Philip Falcone, the embattled chief executive of hedge fund Harbinger Capital Partners, has borrowed from the lender against a seven-bedroom, three-pool villa in St. Barths for which he paid $39 million in 2008, Bloomberg News reported today. Fortress Credit is a subsidiary of Fortress Investment Group (FIG), an alternative asset manager, and specializes in high-risk, high-rate loans to big fish in tight spots.

Since the financial crisis, when prescient bets against subprime mortgages helped Harbinger amass $26 billion and made Falcone himself a billionaire, the investor has had a rough few years. Assets under management have fallen by almost 90 percent, and Falcone’s biggest investment, a wireless Internet service provider, has gone bankrupt. In the interim, Falcone has also borrowed against two Manhattan townhouses he owns, one of which formerly belonged to Penthouse publisher Bob Guccione and sold for $49 million.

Fortress Credit’s best-known borrower is none other than Michael Jackson, who took out some $300 million in loans in 2006, partially secured by his Neverland Ranch compound in southern California. Fortress “is comfortable with, and to some degree specializes in, difficult credits, difficult borrowers and difficult situations,” the company says on its web site. “The Credit team is very focused on properly pricing, structuring, collateralizing, monitoring and, if necessary, litigating to maximize the value of credit investments.”

The division made about $4 billion of loans and commitments last year, Bloomberg reported.
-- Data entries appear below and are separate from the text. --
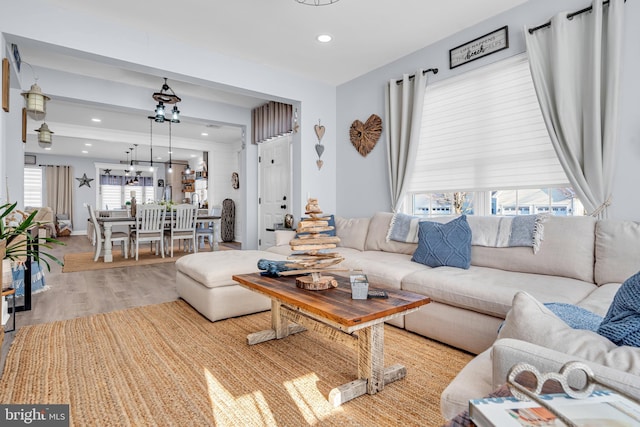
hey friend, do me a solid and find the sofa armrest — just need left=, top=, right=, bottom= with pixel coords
left=491, top=338, right=640, bottom=400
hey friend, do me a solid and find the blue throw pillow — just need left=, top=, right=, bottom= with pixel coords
left=597, top=271, right=640, bottom=347
left=544, top=303, right=603, bottom=332
left=297, top=214, right=336, bottom=237
left=411, top=215, right=471, bottom=269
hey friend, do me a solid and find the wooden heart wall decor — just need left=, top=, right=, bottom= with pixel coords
left=349, top=114, right=382, bottom=157
left=314, top=120, right=325, bottom=170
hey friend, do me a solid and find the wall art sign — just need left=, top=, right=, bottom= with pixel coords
left=449, top=26, right=509, bottom=69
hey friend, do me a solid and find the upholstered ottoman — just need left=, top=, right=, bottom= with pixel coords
left=175, top=250, right=289, bottom=322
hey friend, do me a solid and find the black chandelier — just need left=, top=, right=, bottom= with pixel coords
left=152, top=77, right=181, bottom=123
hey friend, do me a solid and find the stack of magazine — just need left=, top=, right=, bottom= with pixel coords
left=469, top=390, right=640, bottom=426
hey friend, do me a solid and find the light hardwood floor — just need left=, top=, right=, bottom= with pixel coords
left=1, top=235, right=239, bottom=369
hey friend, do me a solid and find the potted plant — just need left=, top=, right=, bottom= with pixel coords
left=0, top=202, right=64, bottom=271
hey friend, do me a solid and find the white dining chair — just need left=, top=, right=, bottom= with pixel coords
left=195, top=206, right=220, bottom=251
left=88, top=205, right=129, bottom=262
left=164, top=204, right=197, bottom=257
left=130, top=204, right=166, bottom=261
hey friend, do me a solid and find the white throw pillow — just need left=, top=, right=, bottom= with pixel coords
left=498, top=291, right=640, bottom=375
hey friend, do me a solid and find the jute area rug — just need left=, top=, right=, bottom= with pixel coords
left=62, top=245, right=230, bottom=273
left=0, top=300, right=472, bottom=426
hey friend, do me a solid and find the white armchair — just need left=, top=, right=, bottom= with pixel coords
left=440, top=291, right=640, bottom=420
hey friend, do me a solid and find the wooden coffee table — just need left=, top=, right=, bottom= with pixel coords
left=232, top=273, right=431, bottom=406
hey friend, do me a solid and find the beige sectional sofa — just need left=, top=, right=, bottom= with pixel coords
left=269, top=212, right=635, bottom=353
left=176, top=211, right=640, bottom=419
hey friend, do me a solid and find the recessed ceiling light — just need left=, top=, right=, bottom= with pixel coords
left=85, top=143, right=92, bottom=147
left=44, top=147, right=51, bottom=151
left=201, top=132, right=208, bottom=136
left=317, top=34, right=332, bottom=43
left=82, top=150, right=88, bottom=154
left=91, top=118, right=101, bottom=122
left=156, top=156, right=163, bottom=160
left=190, top=154, right=197, bottom=158
left=168, top=150, right=173, bottom=154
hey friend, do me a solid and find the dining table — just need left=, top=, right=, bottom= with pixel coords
left=96, top=214, right=221, bottom=262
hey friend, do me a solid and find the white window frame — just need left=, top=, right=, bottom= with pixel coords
left=23, top=167, right=43, bottom=207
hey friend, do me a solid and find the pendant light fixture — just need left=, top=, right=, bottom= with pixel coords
left=35, top=122, right=54, bottom=148
left=20, top=62, right=50, bottom=120
left=168, top=121, right=173, bottom=173
left=124, top=151, right=131, bottom=176
left=153, top=78, right=181, bottom=123
left=133, top=144, right=139, bottom=172
left=22, top=83, right=50, bottom=118
left=149, top=118, right=154, bottom=172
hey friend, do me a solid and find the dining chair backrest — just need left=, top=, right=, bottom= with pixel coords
left=172, top=204, right=197, bottom=232
left=135, top=204, right=165, bottom=233
left=87, top=205, right=102, bottom=243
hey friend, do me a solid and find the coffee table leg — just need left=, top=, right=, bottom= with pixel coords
left=359, top=323, right=385, bottom=394
left=328, top=323, right=407, bottom=406
left=247, top=300, right=306, bottom=345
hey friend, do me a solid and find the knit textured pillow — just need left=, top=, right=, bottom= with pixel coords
left=597, top=271, right=640, bottom=347
left=411, top=215, right=471, bottom=269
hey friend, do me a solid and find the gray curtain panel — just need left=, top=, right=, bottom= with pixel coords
left=525, top=0, right=625, bottom=219
left=45, top=165, right=74, bottom=227
left=385, top=70, right=427, bottom=212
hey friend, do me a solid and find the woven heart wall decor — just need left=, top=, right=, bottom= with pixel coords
left=349, top=114, right=382, bottom=157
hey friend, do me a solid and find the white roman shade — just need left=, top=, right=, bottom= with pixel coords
left=407, top=54, right=569, bottom=193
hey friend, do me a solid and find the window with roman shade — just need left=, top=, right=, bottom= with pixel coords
left=406, top=54, right=569, bottom=194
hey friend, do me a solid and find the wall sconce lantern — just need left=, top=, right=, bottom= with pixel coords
left=35, top=122, right=54, bottom=148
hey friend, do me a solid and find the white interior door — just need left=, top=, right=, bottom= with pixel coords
left=258, top=136, right=291, bottom=250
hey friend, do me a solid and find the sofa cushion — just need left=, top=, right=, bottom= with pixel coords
left=347, top=251, right=428, bottom=290
left=470, top=216, right=596, bottom=283
left=364, top=212, right=418, bottom=255
left=595, top=219, right=640, bottom=286
left=175, top=250, right=287, bottom=289
left=576, top=283, right=621, bottom=317
left=402, top=267, right=595, bottom=318
left=411, top=216, right=471, bottom=269
left=598, top=271, right=640, bottom=347
left=498, top=292, right=640, bottom=375
left=335, top=216, right=370, bottom=251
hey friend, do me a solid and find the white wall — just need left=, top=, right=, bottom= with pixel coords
left=336, top=0, right=640, bottom=220
left=0, top=0, right=337, bottom=248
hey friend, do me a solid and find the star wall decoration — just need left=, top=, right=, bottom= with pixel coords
left=103, top=169, right=112, bottom=175
left=76, top=173, right=94, bottom=188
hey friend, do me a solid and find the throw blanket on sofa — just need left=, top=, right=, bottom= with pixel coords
left=386, top=212, right=547, bottom=253
left=466, top=214, right=548, bottom=254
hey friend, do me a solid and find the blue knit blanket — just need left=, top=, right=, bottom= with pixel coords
left=597, top=271, right=640, bottom=347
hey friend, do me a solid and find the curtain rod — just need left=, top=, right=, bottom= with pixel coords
left=38, top=164, right=70, bottom=167
left=395, top=68, right=438, bottom=85
left=528, top=0, right=624, bottom=34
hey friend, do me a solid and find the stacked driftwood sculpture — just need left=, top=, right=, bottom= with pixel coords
left=283, top=198, right=344, bottom=290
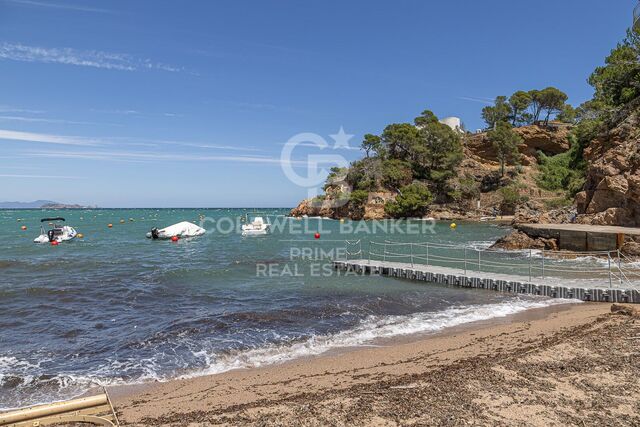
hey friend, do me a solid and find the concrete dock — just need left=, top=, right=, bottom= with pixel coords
left=333, top=259, right=640, bottom=304
left=516, top=223, right=640, bottom=251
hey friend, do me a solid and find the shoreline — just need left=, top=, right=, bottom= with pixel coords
left=110, top=301, right=640, bottom=426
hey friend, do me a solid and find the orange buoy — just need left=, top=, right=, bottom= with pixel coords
left=51, top=241, right=59, bottom=246
left=171, top=236, right=179, bottom=242
left=20, top=225, right=27, bottom=231
left=314, top=232, right=320, bottom=239
left=108, top=223, right=113, bottom=228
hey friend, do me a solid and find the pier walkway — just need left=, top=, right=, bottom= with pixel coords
left=334, top=240, right=640, bottom=303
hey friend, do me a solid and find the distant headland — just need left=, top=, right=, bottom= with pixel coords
left=0, top=200, right=97, bottom=209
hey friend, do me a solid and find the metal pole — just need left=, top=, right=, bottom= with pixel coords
left=529, top=249, right=532, bottom=282
left=410, top=243, right=414, bottom=267
left=618, top=249, right=622, bottom=285
left=541, top=250, right=545, bottom=279
left=608, top=252, right=612, bottom=289
left=478, top=249, right=481, bottom=272
left=426, top=243, right=429, bottom=266
left=464, top=246, right=467, bottom=275
left=368, top=241, right=371, bottom=265
left=383, top=243, right=387, bottom=262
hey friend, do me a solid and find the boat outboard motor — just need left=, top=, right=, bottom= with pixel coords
left=150, top=227, right=159, bottom=239
left=47, top=229, right=55, bottom=242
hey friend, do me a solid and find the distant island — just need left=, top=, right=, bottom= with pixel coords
left=0, top=200, right=97, bottom=209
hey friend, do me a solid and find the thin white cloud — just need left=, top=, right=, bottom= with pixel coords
left=0, top=129, right=102, bottom=146
left=91, top=109, right=141, bottom=115
left=0, top=42, right=184, bottom=72
left=0, top=105, right=45, bottom=114
left=0, top=173, right=83, bottom=179
left=0, top=128, right=264, bottom=153
left=28, top=149, right=309, bottom=166
left=457, top=96, right=495, bottom=105
left=4, top=0, right=112, bottom=13
left=0, top=115, right=120, bottom=126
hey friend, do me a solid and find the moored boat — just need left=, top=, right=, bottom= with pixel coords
left=34, top=217, right=77, bottom=243
left=241, top=216, right=270, bottom=236
left=146, top=221, right=206, bottom=239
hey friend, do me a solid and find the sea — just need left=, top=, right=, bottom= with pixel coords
left=0, top=208, right=576, bottom=409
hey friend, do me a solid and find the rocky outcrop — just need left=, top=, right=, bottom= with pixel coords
left=577, top=111, right=640, bottom=226
left=289, top=191, right=396, bottom=220
left=513, top=200, right=575, bottom=224
left=490, top=230, right=558, bottom=251
left=466, top=123, right=571, bottom=166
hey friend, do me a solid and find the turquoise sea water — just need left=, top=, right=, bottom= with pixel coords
left=0, top=208, right=569, bottom=408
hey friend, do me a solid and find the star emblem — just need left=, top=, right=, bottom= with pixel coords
left=329, top=126, right=354, bottom=149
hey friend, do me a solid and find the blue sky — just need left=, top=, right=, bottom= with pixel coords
left=0, top=0, right=634, bottom=207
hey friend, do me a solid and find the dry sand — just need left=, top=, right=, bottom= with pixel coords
left=111, top=302, right=640, bottom=426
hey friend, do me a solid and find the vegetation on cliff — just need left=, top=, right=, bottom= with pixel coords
left=292, top=27, right=640, bottom=225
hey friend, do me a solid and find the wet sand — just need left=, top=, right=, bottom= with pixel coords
left=111, top=302, right=640, bottom=426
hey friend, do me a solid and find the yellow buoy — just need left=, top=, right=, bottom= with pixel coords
left=450, top=222, right=457, bottom=229
left=340, top=218, right=345, bottom=223
left=77, top=233, right=84, bottom=238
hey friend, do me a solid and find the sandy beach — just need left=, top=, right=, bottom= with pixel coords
left=110, top=302, right=640, bottom=426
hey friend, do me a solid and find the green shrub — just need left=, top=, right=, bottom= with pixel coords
left=381, top=159, right=413, bottom=190
left=499, top=183, right=528, bottom=214
left=543, top=196, right=573, bottom=210
left=536, top=137, right=586, bottom=197
left=448, top=175, right=480, bottom=201
left=349, top=189, right=369, bottom=206
left=384, top=182, right=433, bottom=218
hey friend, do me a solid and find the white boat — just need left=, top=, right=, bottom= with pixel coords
left=241, top=216, right=270, bottom=236
left=146, top=221, right=206, bottom=239
left=34, top=217, right=77, bottom=243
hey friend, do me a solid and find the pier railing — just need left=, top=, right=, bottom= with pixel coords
left=343, top=240, right=640, bottom=290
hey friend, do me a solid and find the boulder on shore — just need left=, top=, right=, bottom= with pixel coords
left=490, top=230, right=558, bottom=251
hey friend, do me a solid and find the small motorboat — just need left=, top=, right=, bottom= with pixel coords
left=241, top=216, right=270, bottom=236
left=146, top=221, right=206, bottom=239
left=34, top=217, right=77, bottom=243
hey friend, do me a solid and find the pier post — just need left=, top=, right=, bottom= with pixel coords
left=383, top=243, right=387, bottom=262
left=618, top=249, right=622, bottom=285
left=464, top=246, right=467, bottom=275
left=368, top=242, right=371, bottom=265
left=541, top=250, right=545, bottom=279
left=410, top=243, right=414, bottom=267
left=529, top=249, right=532, bottom=282
left=478, top=249, right=481, bottom=272
left=426, top=243, right=429, bottom=266
left=608, top=253, right=612, bottom=289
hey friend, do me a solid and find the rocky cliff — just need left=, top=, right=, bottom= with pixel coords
left=465, top=123, right=571, bottom=166
left=575, top=110, right=640, bottom=226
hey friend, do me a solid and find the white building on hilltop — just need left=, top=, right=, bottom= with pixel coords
left=438, top=116, right=464, bottom=133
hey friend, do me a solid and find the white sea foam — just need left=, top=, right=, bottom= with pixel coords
left=184, top=297, right=578, bottom=378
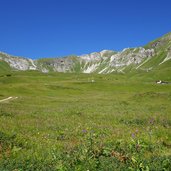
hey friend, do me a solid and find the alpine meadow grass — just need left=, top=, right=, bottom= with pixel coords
left=0, top=70, right=171, bottom=170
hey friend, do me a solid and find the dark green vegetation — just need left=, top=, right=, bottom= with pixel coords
left=0, top=68, right=171, bottom=171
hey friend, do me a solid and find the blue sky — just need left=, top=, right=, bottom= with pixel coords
left=0, top=0, right=171, bottom=59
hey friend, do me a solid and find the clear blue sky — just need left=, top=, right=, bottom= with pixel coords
left=0, top=0, right=171, bottom=59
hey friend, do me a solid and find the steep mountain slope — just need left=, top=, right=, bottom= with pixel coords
left=0, top=32, right=171, bottom=74
left=0, top=52, right=37, bottom=71
left=144, top=33, right=171, bottom=67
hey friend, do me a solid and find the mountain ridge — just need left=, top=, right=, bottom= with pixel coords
left=0, top=32, right=171, bottom=74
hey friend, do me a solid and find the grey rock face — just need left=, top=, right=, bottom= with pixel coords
left=110, top=48, right=155, bottom=67
left=0, top=52, right=36, bottom=70
left=35, top=57, right=75, bottom=73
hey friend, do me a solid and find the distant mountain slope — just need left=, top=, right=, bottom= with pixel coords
left=0, top=32, right=171, bottom=74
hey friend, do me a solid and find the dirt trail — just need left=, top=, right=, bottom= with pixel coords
left=0, top=96, right=18, bottom=103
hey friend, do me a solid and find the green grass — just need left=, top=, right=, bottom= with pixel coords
left=0, top=70, right=171, bottom=170
left=0, top=60, right=11, bottom=74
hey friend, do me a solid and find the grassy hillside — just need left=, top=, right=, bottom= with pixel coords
left=0, top=60, right=11, bottom=74
left=0, top=71, right=170, bottom=170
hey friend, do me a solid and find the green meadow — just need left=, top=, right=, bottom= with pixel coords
left=0, top=70, right=171, bottom=170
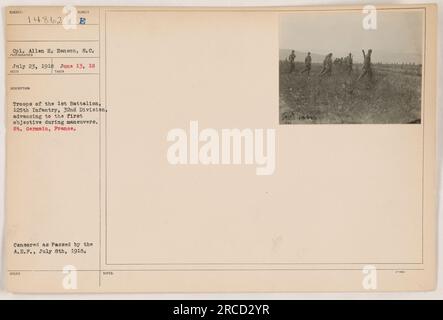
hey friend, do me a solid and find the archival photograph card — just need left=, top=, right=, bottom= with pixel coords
left=4, top=4, right=438, bottom=293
Fortress Credit is led by Peter Briger, a former partner at Goldman Sachs (GS) who is now FIG’s co-chairman, and Dean Dakolias. “WALL STREET’S GARBAGE MEN,” reads the headline of an article about Fortress in a private equity publication, which is posted on the firm’s web site. “Fortress Investment Group is getting its hands dirty salvaging value from a real estate opportunity with an estimated value of $2 trillion.” Another article, in Institutional Investor, labels Briger and his team “junkyard dogs”—but also calls the former prop trader a “titan of finance” who became a billionaire taking Fortress public in 2007.

The parent company had net revenue of $1 billion and operating income of $111 million in 2012.